We have a two-fold approach to walking. The first is how she gets rewarded. When we started, she would get string cheese every single time she looked back at me and gave me the slightest bit of attention. Keep in mind you don't want to bribe your dog by waving food in its face, but have something ready so you can mark that focus with a quick "Yes!" and shove food in his face. They pick up pretty quick that you're worth paying attention to. I also would randomly work on "Sit" while we're out, especially before crossing a street. This rewarding got scaled back over time to marking for looking back, but only handing off a reward while she's at my left, and now she only gets it after she focuses at a heel for a little distance, or after sitting or doing some other obedience. I also started downgrading to kibble some of the time, and now, kibble 99% of the time with a stinky pupperoni once in awhile. I adapt my rate of reward for the walk depending on how she's doing. If she seems really crazy or distracted, the rate and value goes up. If she's super attentive, she needs to work for it more. The thing I keep in mind, though, is that I never want her to go so long without a reward that she thinks, "Eh, this isn't worth it..." and quits getting excited about it.
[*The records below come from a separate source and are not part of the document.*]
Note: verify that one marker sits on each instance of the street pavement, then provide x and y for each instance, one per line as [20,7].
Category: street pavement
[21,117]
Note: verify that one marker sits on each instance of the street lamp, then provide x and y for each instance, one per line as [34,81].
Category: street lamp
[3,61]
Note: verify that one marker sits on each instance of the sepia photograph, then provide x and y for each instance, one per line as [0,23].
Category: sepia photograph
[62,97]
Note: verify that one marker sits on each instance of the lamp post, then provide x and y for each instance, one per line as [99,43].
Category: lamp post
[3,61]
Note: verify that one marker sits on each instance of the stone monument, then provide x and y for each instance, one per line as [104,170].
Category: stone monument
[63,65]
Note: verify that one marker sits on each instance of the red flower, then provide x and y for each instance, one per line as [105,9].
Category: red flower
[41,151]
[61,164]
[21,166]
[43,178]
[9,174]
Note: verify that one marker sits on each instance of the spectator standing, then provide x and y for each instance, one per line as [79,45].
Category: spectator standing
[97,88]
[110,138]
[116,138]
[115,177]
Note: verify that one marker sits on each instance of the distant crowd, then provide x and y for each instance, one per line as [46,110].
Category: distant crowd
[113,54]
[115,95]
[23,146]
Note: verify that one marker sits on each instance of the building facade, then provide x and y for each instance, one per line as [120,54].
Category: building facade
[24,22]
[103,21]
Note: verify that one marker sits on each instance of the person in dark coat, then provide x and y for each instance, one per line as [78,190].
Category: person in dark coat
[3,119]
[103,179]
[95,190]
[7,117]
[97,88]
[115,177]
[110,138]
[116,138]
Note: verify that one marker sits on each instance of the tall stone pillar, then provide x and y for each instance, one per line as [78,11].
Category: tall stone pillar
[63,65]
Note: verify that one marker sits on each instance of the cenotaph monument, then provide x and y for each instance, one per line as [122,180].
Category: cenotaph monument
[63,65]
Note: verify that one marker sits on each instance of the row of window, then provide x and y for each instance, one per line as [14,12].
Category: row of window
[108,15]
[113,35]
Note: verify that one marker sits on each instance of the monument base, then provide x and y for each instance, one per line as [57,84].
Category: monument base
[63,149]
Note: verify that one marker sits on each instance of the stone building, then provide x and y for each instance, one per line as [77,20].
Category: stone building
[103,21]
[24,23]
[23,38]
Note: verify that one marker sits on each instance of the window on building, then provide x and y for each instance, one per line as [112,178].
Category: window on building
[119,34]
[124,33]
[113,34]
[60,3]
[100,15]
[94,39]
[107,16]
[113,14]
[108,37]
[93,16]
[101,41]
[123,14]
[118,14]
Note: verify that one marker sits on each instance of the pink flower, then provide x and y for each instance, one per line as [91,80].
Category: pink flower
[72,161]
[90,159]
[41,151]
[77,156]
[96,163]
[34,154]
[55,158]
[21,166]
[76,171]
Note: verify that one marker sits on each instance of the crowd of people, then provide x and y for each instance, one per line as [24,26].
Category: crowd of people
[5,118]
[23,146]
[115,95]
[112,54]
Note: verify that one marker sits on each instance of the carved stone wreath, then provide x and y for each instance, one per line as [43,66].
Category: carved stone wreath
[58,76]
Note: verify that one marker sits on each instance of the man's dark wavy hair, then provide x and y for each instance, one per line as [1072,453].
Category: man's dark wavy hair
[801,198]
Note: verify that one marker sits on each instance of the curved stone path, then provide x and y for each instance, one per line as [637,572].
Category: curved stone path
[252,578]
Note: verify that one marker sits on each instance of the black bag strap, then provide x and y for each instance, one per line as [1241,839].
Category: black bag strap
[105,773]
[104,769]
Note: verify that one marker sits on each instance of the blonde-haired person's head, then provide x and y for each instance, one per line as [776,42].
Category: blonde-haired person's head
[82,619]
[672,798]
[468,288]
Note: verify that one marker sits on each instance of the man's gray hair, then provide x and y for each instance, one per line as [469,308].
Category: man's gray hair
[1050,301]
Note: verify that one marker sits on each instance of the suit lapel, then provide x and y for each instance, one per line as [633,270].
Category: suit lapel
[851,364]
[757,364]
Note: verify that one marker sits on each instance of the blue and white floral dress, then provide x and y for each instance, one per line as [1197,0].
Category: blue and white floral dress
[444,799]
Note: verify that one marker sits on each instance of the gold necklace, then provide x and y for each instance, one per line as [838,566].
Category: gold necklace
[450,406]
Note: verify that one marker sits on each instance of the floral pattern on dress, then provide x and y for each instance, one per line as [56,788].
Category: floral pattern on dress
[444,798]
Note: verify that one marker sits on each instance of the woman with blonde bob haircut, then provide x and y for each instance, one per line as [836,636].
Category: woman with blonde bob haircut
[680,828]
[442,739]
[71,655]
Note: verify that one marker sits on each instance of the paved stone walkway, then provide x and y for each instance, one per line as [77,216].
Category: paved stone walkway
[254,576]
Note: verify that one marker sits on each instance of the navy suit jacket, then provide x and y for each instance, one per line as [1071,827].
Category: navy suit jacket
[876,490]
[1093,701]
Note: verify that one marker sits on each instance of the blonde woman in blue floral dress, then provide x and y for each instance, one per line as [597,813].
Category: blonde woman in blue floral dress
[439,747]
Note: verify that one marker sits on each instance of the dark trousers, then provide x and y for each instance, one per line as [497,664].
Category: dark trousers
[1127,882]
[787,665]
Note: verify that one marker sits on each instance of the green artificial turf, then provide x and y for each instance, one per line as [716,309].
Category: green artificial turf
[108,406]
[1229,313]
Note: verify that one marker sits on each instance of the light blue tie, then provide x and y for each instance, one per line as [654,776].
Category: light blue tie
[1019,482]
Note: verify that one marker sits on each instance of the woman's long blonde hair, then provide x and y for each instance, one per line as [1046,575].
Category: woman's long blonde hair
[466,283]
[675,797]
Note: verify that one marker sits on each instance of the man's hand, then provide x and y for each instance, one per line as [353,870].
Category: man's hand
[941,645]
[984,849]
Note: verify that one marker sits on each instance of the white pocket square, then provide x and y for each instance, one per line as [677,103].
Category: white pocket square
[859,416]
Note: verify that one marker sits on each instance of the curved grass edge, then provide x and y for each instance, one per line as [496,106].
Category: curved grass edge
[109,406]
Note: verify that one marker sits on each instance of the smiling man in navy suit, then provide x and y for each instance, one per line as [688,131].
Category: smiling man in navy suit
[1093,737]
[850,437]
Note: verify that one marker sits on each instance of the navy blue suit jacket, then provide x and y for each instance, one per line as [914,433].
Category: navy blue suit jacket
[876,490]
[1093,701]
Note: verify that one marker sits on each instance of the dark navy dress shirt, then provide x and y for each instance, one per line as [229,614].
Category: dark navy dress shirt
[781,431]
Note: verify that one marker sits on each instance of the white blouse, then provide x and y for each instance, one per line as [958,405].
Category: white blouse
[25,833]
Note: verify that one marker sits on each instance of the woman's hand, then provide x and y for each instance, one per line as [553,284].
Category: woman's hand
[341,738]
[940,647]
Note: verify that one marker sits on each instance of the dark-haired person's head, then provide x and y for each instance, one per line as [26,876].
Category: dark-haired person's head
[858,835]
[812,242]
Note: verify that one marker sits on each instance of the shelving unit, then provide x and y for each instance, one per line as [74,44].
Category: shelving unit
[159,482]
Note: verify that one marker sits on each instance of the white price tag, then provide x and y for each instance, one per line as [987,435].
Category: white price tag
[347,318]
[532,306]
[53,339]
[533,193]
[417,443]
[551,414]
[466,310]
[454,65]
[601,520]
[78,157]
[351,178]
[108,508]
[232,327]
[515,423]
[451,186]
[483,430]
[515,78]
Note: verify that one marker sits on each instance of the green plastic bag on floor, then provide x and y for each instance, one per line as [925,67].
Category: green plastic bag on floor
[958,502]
The other part of the training is with the actual pulling. When we first, first started, I allowed a bit of pulling because she was still learning where the rewards were coming from. Once she had that figured out, we started with full on stops for her putting tension on the leash. If she doesn't slack up, I take a few steps backwards, that way she has no choice but to circle around. Once she does, I praise her and we start walking again. When you're first starting with this, expect a good amount of time before your dog finally figures out and gives up with the pulling, haha! Even now we'll have to do it a few times before getting going again if she's really nuts. But on those days, again, I notice what's going on and up my rate of reward, and that seems to fix it. At the very least I know that she's learned that pulling gets her nowhere, and actual heeling gets her food.

One last thing to consider is your puppy's collar. I had a **** of a time on a flat collar. I had a harness for a little bit, that seemed to at least get my pup out of the habit of pulling straight away because she'd gotten used to it. But my absolute favorite go-to collar is a martingale. Those are the ones that are sized to where it tightens around your dog's neck, but stops before it chokes them. They're really made so your dog doesn't back out of the collar. I love them because it distributes the pressure if your dog DOES pull, so it's not so tight on one spot, and I think it also gives them more of a physical cue that the leash is tight. They can feel it on their whole neck, so they have a better sense of when to slack up on the leash. Everyone has different things that works for them, for me it's definitely a martingale.


----------



## CaliShepherd (Jun 24, 2015)

Thanks for the advice everyone!

Wolfenstein, that was SO SO SO helpful! I think I really needed someone to break down exactly what to do like you did. Now I feel like I can have a plan of attack when I go on walks. I'm hoping that my terror can be as good as yours at 8 months, he's going to be so huge by then!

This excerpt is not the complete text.